食べ物エッセイスト 小日向 舞さんエッセイ

食べ物エッセイスト 小日向 舞さん

食べ物エッセイスト 小日向 舞さん

天下一 meets チョコレート

「口福」を飲んだ数日後に、値段ではワンランク下の「天下一」を飲んだ。価格が下だと、味が落ちるかと思いがちだが、けっしてそんなことはない。口福に比べれば多少旨味は減るが、それはそれで、また別の味として楽しませてくれるのである。

天下一の特徴は、「まるい苦味」と、「まるい渋味」、そして「まるい旨味」が、均等にとけ込んだ味であることだろうか。旨味はけっこうあるのだが、それに対抗するくらい、渋味と苦味もちゃんとある。繊細すぎず、尖りすぎず、しっかりとした太い芯のある味だ。そのなんとも豊かで「お茶らしい」味は、抹茶に似た味わいのようにも感じられる。

天下一の持つ強い味を楽しむために、私は、茶葉を大目にして、どろっとしそうなほど濃く入れるのが好きである。少々濃い目にしても、それぞれの味の要素のバランスが崩れることはないため、渋すぎたり、苦すぎたりすることはない。
もちろん、お茶だけを楽しんでもいいのだが、濃厚な味のチョコレートなどと合わせてみるのも乙である。天下一は、口福のような、角がほどんど取れた「まん丸な味」というよりは、むしろ「まるい角」のある味だと思う。それがこのお茶の持つ強さであり、このお茶独特のコクともいうべきものを生み出していると思う。そこに、同じくらいの強さの味のチョコレートを持ってきて、食べては飲み、飲んでは食べて…と、行ったり来たりすると、おやつの時間の満足度が、一気に上がる。
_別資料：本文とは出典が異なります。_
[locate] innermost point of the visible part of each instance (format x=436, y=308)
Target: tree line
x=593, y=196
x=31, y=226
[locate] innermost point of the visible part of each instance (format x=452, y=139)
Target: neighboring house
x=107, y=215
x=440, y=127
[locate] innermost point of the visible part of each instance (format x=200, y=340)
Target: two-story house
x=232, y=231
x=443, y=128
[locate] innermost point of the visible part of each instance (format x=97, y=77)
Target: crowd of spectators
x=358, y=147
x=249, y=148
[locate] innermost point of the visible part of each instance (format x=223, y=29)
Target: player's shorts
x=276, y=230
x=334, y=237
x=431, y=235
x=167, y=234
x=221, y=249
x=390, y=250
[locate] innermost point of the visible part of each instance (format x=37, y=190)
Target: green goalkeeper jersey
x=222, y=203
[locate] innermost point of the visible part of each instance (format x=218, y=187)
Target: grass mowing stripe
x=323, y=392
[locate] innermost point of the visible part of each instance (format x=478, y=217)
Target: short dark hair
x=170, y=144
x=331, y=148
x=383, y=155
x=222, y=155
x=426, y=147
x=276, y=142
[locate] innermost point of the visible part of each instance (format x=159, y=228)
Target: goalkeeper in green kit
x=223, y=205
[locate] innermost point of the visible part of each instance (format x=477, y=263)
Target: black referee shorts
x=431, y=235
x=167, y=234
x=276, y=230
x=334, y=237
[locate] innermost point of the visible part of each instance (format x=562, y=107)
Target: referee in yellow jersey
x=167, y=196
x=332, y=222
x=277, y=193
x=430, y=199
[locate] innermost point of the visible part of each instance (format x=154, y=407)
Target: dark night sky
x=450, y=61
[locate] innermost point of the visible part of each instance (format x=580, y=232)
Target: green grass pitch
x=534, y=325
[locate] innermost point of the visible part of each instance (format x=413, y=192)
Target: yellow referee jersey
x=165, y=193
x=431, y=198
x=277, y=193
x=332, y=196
煎茶の葉の、香ばしいような甘いような香りは、チョコレートのそれに、少なからず似ていると思う。天下一は、味そのもののバランスというか、波長みたいなものが(味の波長と言っても、イメージばかりでどんなものなのかよくわからないが…)、なんとなくチョコレートに似ている。だから、チョコレートとの相性がいいのかもしれない。たまにはちょっと奮発して、おいしいチョコレートを買って来て、天下一とともに味わいたいものである。

このお茶は、これまで飲んだ煎茶の中で、一番太くて強い味だと思う。それにしても、お茶の個性はさまざまである。さまざまな味の要素のバランスで、無限の味が生まれ、無限の楽しみ方がある。天下一を飲んで、またひとつ、お茶の味のバラエティーが広がった。